Interview with artist Albert Figurt

Interview with artist Albert Figurt from network cultures on Vimeo.

Albert Figurt is an Italian musician and video-maker who constantly tries to understand the way we look at things. Albert has been previously involved in Video Vortex taking part of the conferences in Split and Brussels in which he has always combined theory and performance as a way to creatively approach and express his ideas. Indeed, he creates video pieces in the form of video-essays, mixing theory, practice and creativity in order to reflect on the medium through the medium itself. Albert is interested in the very meaning of the frame in our actual context; a setting in which we find ourselves surrounded by an uncontrollable rise of visual information, continuously and obsessively composing  reality in which everything becomes susceptible to be filmed (and thus controlled) by the digital eye-mirror.

In “No dike can dam the streams of consciousness” (2005), one of his early video pieces,  Albert makes a very poetic video-travelogue around Amsterdam in which we can notice some of the main notions  that will be later employed in a bigger project called “Three studies on the hyper-gaze”.  During the last years Albert has developed this series consisted of three video-essays: Quixotic, Notre-Cam de Paris and Video Bacannalia.  “Quixotic” (2009) is the result of a post-futurist marathon where audiovisual material has to be conceived, filmed, edited, scored & finalized in 48 hours (see Cinema_Solubile ).

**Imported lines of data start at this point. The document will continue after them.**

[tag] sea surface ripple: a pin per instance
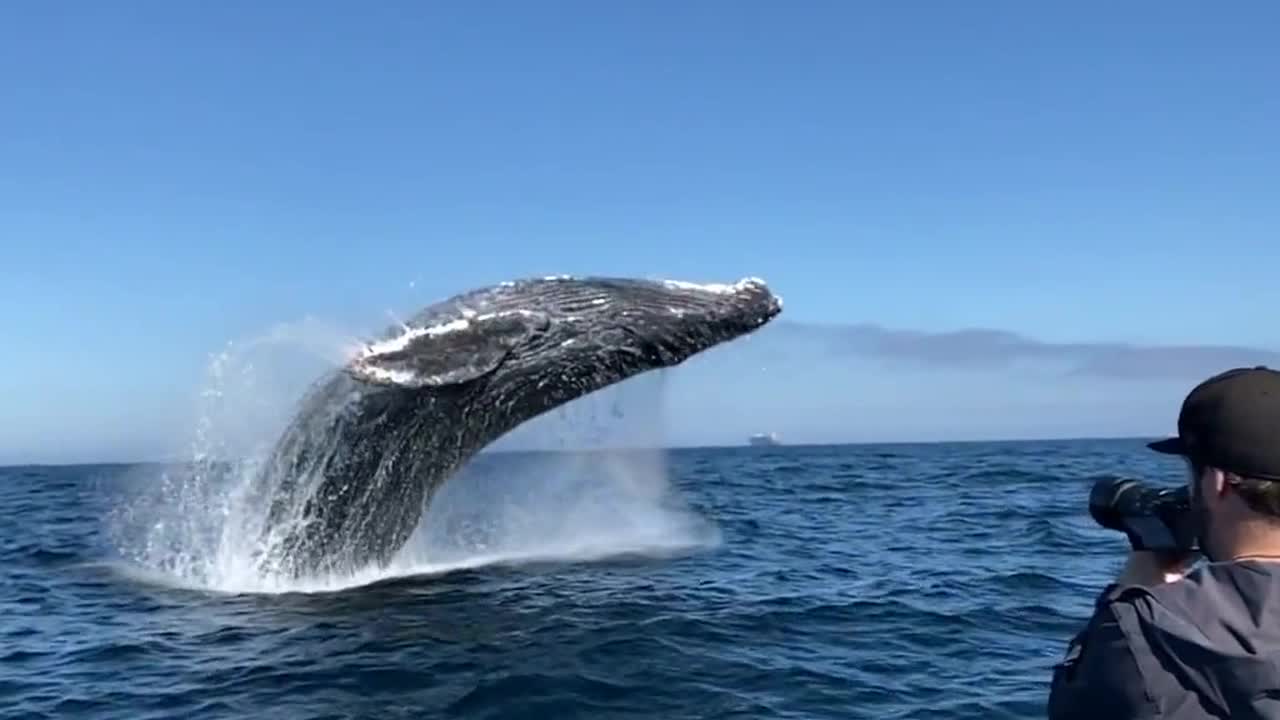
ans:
(888, 582)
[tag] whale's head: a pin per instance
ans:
(536, 343)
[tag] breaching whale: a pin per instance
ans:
(370, 443)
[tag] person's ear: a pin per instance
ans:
(1217, 483)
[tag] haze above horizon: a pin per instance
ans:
(986, 220)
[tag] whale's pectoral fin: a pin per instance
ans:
(453, 352)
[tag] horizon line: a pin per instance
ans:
(782, 445)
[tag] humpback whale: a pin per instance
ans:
(353, 470)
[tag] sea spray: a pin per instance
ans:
(602, 490)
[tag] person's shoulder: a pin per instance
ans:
(1224, 583)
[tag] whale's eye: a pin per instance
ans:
(452, 352)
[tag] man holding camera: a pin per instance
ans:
(1169, 642)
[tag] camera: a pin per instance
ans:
(1153, 518)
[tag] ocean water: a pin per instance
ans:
(896, 580)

Profiting from the avantguard approach and setting, Albert came out with some sort of jazz-documentary: the idea behind it is to test an improvisational attitude related to audiovisual practice – as it happened with the jazz revolution in which on-the-spot solos brought music back to its original use as a playful and real-time art form. He considers this piece as a way to reflect on the future of visual communication, when video dialogues will probably become regular and real-time conversational practices, as well as immediate actions, much more subjected to the improvisation and therefore to an instant and spontaneous editing.

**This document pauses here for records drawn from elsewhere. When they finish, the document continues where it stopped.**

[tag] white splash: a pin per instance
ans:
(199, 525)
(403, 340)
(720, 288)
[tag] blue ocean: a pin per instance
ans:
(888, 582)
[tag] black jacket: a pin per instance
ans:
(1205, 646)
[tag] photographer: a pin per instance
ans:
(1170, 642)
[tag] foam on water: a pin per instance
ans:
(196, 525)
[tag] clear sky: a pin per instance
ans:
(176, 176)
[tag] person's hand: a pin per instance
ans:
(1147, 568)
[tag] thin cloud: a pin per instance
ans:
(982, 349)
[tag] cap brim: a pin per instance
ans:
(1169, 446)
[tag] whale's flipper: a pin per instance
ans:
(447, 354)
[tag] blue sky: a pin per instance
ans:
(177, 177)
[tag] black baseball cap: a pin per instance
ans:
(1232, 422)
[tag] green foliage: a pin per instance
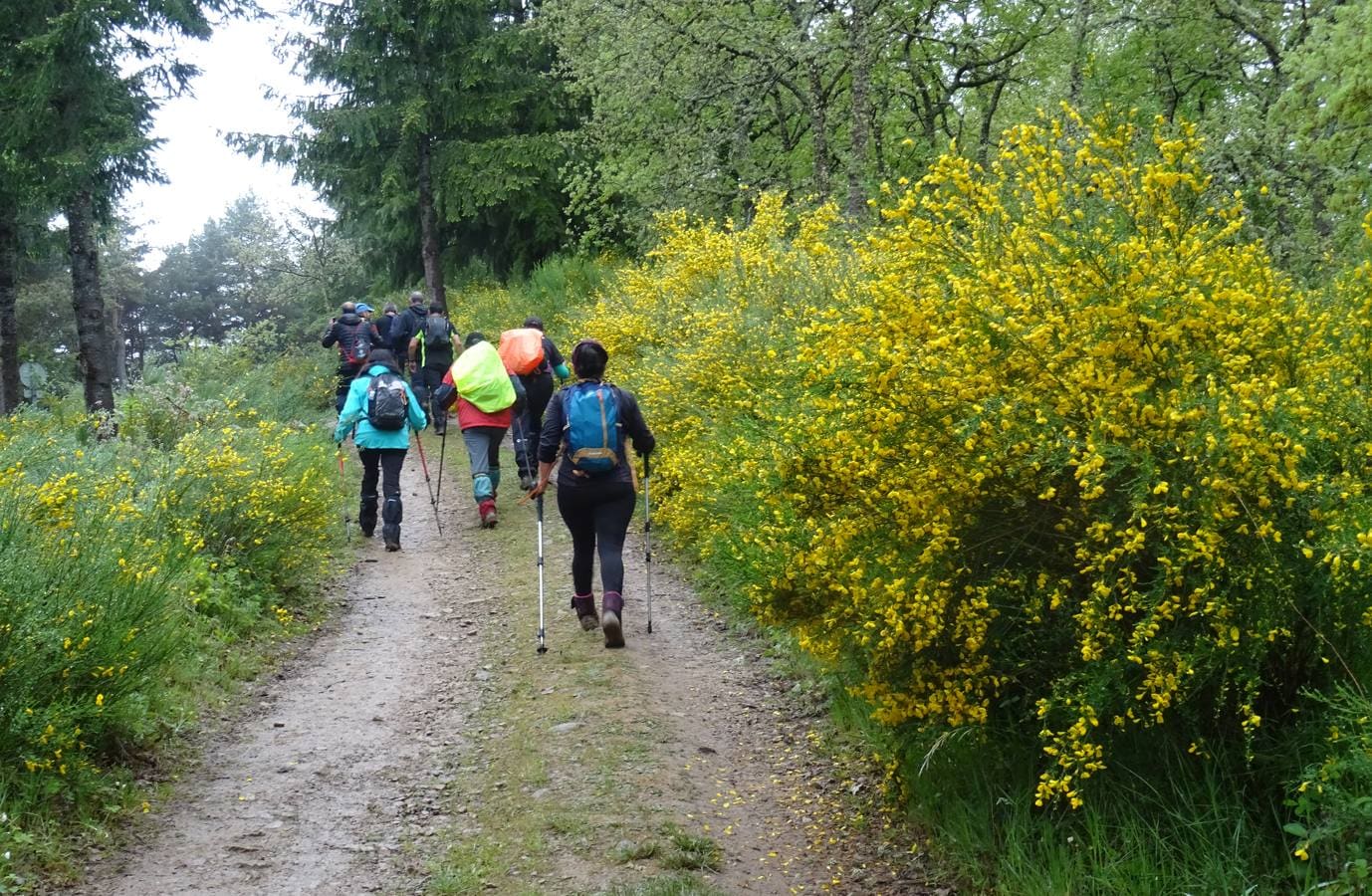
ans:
(1332, 798)
(247, 268)
(431, 105)
(127, 568)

In “Notre-Cam de Paris” (.pdf) (2010) Albert  shows the panorama of a group of tourists filming the interior rose window of Notre Dam in Paris. The spread of  digital cameras have given rise to a compulsive act of framing reality in which everything is now seen through the lens of the screen, turning the reproduction into something more meaningful than the reality itself. In this video Albert composes the rose window of Notre Dam by filming the camera screen of the tourists and thus creating a “centripetal” perspective of a single object. Besides, he looks into how tourists interact with their cameras in order to compose the perfect image that will transform that moment into an everlasting experience, an unforgettable memory that insinuates us to look at these devices as extension of a worldwide connected brain. Finally, in the project “VideoBacchanalia” (2011) -some sort of unusual theatrical backstage- Albert gathers all the mobile phone videos effortlessly realized by student/actors during a trip to Southern Italy in order to incorporate them lately in the architecture of the places while at a time respecting quality and size of the original footage.

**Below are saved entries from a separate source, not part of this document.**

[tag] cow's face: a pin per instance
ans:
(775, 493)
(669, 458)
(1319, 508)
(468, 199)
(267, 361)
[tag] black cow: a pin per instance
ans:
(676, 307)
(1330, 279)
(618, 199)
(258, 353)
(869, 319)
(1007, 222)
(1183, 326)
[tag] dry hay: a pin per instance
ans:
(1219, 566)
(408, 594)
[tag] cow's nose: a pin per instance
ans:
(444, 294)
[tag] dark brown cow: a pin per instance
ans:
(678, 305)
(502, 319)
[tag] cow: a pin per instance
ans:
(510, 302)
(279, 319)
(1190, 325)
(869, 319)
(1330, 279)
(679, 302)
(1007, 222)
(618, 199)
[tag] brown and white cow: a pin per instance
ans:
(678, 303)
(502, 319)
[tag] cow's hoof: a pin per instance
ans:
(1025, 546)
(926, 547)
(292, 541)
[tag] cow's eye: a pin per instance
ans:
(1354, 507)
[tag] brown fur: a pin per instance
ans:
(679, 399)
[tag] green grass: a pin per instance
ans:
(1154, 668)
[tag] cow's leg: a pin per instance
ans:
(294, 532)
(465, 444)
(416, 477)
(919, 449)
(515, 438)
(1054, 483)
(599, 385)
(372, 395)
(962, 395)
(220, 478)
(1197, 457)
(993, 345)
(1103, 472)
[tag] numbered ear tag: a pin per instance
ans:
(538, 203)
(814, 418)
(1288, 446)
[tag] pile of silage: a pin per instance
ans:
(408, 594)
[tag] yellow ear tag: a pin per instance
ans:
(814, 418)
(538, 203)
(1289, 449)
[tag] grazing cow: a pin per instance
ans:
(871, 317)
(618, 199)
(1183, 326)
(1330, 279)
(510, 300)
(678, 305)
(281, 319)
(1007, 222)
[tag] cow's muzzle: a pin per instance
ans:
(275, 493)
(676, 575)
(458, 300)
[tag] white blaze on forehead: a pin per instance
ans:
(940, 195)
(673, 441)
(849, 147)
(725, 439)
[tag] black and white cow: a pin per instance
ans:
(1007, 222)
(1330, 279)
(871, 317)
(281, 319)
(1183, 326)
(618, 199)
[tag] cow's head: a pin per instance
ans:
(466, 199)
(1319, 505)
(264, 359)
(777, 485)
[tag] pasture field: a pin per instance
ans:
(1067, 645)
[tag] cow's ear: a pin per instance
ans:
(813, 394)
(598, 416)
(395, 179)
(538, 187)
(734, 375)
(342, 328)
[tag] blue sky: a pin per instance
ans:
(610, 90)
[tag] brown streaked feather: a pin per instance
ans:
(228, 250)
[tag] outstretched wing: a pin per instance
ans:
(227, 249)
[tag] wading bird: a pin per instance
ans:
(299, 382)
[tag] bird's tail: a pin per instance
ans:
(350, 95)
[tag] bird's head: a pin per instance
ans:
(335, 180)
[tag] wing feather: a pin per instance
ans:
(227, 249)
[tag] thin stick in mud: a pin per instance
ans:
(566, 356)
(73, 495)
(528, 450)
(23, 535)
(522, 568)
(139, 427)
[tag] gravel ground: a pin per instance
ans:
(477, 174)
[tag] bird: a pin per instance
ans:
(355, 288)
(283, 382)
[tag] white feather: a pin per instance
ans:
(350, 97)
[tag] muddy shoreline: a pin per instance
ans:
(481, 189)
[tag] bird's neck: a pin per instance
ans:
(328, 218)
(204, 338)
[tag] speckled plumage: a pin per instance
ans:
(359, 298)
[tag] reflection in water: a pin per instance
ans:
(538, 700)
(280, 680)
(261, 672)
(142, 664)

In addition to this,  Albert explains in this interview some of his upcoming projects and current ideas in a sophisticated setting midway between analogical and digital and specifically created for this occasion. During the Skype interview, we experienced some video turbulences due to low quality wifi connection and the result it is a low resolution video which somehow tributes the  odyssey we frequently experience with  Skype video-chatting.